From the study, it emerged that, India being a developing country, lacks many basic
infrastructural facilities. From the result, it is evident that there is a serious need for pedestrian
facilities like subway, FOB, sidewalks, pedestrian traffic lights, and others. Moreover, lack of
proper traffic control had led to an increase in wrong turns, overtaking and over speeding near
the intersections. Another interesting observation was that the absence of an appropriate speed
limit was also one of the key determinants that influenced the severity of the crashes. This
highlights that there are several stretches on roads where there is a need to control speed. The
insights from the study can help the concerned authorities in decision-making
policies and establishing safety plans. This study can help in prioritizing the critical issues
common to the crash-prone locations on the highways and can help in designing specific
countermeasures based on the distinctive safety deficiencies. For example, from the results, it
can be suggested that law enforcement needs to be intensified for the adherence to traffic rules
near the intersections.
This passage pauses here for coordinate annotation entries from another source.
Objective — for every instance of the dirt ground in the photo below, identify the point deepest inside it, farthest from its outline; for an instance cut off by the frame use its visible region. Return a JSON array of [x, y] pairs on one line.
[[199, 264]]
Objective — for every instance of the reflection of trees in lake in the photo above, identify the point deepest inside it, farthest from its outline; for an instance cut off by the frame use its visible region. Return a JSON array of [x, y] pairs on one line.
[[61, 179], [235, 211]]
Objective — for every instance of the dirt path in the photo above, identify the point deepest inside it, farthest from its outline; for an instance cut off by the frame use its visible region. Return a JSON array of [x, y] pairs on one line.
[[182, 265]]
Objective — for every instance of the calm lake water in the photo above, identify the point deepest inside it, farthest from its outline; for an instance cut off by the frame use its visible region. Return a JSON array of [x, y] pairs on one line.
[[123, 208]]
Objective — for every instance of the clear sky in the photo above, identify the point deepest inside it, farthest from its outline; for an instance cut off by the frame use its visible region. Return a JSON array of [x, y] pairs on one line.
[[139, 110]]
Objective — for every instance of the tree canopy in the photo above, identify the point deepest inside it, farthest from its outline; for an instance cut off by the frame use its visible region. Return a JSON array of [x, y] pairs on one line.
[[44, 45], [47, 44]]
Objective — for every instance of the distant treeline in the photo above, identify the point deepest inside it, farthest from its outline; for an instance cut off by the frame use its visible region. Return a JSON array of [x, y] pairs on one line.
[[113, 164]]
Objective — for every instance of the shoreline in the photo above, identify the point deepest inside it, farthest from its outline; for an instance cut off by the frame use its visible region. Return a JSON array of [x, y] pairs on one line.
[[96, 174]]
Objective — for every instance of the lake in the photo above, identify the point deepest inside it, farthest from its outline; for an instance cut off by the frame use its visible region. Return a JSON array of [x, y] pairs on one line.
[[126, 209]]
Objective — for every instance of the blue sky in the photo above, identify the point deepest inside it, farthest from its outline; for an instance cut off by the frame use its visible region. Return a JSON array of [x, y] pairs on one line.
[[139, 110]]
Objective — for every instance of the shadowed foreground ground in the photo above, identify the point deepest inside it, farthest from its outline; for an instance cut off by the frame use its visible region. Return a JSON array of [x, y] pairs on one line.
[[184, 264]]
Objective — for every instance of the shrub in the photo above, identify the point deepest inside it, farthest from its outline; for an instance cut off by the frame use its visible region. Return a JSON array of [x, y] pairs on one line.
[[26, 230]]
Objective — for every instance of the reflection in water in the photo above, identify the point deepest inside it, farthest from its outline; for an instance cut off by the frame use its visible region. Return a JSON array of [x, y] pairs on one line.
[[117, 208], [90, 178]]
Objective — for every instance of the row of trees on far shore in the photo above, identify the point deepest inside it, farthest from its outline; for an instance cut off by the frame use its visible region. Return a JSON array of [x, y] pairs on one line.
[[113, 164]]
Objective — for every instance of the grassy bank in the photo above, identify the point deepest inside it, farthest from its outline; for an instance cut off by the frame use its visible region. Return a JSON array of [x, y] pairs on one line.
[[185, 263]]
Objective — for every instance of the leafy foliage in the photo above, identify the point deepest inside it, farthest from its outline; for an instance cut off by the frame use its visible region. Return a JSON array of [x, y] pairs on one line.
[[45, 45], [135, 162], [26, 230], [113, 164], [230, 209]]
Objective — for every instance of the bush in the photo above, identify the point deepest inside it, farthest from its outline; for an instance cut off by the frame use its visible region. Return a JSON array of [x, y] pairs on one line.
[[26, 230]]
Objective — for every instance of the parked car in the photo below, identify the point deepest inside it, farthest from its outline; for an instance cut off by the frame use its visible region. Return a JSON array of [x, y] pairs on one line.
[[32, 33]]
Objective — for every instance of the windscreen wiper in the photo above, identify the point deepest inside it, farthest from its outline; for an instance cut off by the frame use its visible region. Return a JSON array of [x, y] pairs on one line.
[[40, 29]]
In this context, CCTV cameras can be installed at the major intersections
to detect over speeding, unsafe overtaking and lane changing. Similarly, providing adequate
pedestrian facilities near the built-up areas can also help to cut down the severe crash counts.
Even low-cost intelligent transportation system (ITS) solutions can be designed to warn vehicles
of the presence of pedestrians on the crosswalks on highways. This study also highlights that
over speeding should be controlled by providing traffic calming measure or posted speed limit
sign, which can reduce the proportion of severe accident on such highways. From this, it can
be concluded that the non-parametric approaches are good techniques, which can be engaged
in the studies in the field of transportation and safety.